Amazon has been one of major success stories of the digital era. Since launching in 1994 as an online book retailer, Amazon has grown to become the world’s largest e-commerce and cloud computing company with a market capitalization of ~US$400B and over 260,000 employees worldwide. Over Amazon’s 23-year history, there were several factors that I believe have been critical to its success.
The first of these was Jeff Bezos’s foundational decision to initially launch the e-commerce platform with an exclusive focus on books as an area to build competency and capability, before expanding into other product categories.
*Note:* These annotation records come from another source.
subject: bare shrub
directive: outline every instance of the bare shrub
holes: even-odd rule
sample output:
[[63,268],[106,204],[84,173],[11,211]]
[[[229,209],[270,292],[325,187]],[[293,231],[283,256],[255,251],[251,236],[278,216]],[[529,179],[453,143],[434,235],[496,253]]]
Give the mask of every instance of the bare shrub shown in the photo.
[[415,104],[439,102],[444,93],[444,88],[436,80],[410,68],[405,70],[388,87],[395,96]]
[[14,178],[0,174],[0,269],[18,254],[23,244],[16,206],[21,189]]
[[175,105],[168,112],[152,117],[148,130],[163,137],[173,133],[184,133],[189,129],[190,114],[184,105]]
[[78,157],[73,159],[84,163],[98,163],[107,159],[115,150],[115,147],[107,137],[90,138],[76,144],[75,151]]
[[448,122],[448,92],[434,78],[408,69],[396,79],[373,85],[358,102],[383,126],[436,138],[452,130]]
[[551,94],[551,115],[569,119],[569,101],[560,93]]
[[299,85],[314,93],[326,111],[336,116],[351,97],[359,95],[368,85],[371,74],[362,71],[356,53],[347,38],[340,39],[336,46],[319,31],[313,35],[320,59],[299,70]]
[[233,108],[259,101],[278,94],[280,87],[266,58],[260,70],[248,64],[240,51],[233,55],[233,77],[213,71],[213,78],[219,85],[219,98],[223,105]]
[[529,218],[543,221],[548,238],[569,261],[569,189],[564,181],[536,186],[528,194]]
The selection of books was a clever decision because books are a ubiquitous, commodity product that have universal appeal, are easy to ship and do not need to be touched before being purchased (especially important in the late 90s when e-commerce was still a novel concept to many consumers). The success in books gave Amazon the capability, experience, and customer understanding to grow its e-commerce platform into a business that today offers almost 500 million products in the US and is estimated to handle 20-30% of all US retail spending.
Additionally, as with other tech giants, Amazon has also continued to invest in R&D to uncover new areas of the opportunity. In 2015, Amazon’s R&D spend was $12.5 billion, 11.7% of net sales. This has enabled Amazon to innovate and diversify its presence as a technology company beyond just e- commerce by expanding into cloud computing (Amazon Web Services), digital voice assistants (Alexa) and video on demand (Prime TV), among other things. On the e-commerce side, Amazon undertook a lot of incremental innovation to not only expand their product range but also add new services such Subscribe & Save, Prime Pantry, Amazon Fresh, Prime Now, Prime Music and so on. Amazon’s Echo and Alexa, the first standalone piece of hardware dedicated to digital voice assistance and natural language processing, is an example of radical innovation. Amazon Web Services, the first and largest cloud computing service in the world, established the entire cloud computing business and is another example of radical innovation.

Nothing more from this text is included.